In May 1951, MIOME enrolled its first batch of students to undergo a technical education programme, which put special emphasis on electrical and mechanical engineering, seamanship and navigation, and woodwork.

At independence, the board of governors accepted that if the institute was to fully play a role in the development of the education system, then its doors needed to be open to students of all creeds.

In 1966, MIOME become Mombasa Technical Institute (MTI) and started to admit all Kenyans regardless of religion or race.

To comply with the newly set educational policies of independent Kenya, the curriculum was restructured and new additional courses introduced.

These included civil engineering, electrical engineering, mechanical engineering, business studies, mathematics and applied sciences.

In 1976, MTI transformed to become the Mombasa Polytechnic, becoming the second national polytechnic in Kenya.

The Mombasa Polytechnic continued to develop more market-driven programmes.

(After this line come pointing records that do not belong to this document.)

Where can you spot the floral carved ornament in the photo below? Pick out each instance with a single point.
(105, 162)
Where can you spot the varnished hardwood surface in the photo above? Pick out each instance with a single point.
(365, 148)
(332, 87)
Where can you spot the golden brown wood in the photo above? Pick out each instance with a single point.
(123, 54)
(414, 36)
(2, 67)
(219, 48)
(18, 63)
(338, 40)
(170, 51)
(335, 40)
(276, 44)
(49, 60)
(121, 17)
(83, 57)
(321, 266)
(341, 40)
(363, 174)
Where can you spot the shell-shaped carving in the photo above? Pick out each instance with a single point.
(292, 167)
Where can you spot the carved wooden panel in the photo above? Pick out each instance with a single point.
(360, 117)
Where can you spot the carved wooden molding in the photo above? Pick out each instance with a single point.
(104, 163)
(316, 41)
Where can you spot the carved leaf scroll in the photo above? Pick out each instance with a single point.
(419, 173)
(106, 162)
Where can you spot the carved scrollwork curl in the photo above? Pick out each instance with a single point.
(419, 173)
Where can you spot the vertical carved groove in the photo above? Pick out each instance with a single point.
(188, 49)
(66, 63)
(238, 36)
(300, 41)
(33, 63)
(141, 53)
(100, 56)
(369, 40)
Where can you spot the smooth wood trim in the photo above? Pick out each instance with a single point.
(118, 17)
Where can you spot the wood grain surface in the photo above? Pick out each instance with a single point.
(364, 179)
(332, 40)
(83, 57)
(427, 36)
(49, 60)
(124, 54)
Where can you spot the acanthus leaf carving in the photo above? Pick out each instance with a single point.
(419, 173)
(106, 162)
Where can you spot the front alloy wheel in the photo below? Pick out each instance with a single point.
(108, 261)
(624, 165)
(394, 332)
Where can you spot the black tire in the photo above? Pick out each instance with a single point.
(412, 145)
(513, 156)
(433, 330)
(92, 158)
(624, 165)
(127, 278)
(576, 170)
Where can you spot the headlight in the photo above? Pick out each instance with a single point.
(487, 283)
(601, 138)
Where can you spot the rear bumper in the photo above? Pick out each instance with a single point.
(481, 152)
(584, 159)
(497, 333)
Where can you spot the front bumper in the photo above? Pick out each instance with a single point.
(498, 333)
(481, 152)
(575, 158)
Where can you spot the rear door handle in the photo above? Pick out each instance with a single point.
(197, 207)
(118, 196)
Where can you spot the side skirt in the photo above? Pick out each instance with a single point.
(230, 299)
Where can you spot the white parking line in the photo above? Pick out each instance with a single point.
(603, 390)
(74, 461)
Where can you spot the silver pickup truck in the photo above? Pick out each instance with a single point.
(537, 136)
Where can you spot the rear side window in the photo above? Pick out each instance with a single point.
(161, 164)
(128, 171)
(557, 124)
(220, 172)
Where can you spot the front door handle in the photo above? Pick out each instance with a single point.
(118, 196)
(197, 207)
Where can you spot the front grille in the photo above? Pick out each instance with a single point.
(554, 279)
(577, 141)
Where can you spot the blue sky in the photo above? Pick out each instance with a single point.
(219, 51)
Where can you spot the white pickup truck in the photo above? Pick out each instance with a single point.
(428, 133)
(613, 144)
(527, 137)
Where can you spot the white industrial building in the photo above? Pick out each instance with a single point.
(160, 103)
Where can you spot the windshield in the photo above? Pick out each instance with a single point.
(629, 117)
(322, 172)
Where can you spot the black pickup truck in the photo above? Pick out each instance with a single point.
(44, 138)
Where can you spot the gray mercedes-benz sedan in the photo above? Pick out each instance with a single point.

These were anchored on five departments of Business Studies, Electrical and Electronics Engineering, Building and Civil Engineering, Mechanical Engineering and Applied Sciences.

In line with the Government’s strategy to increase access to university education across the country, the dream to convert the polytechnic into a university college was realised on August 23, 2007, through a Legal Notice No 160.

And The Mombasa Polytechnic University College (MPUC) was established.

Positive changes

The university college status resulted in many positive changes implemented with support by the Government of Kenya.

These changes included the recruitment and development of staff, expansion of infrastructure, provision of facilities and introduction of new academic programmes under the mentorship of Jomo Kenyatta University of Agriculture and Technology.

All these came at a time when the country had started warming up to Vision 2030.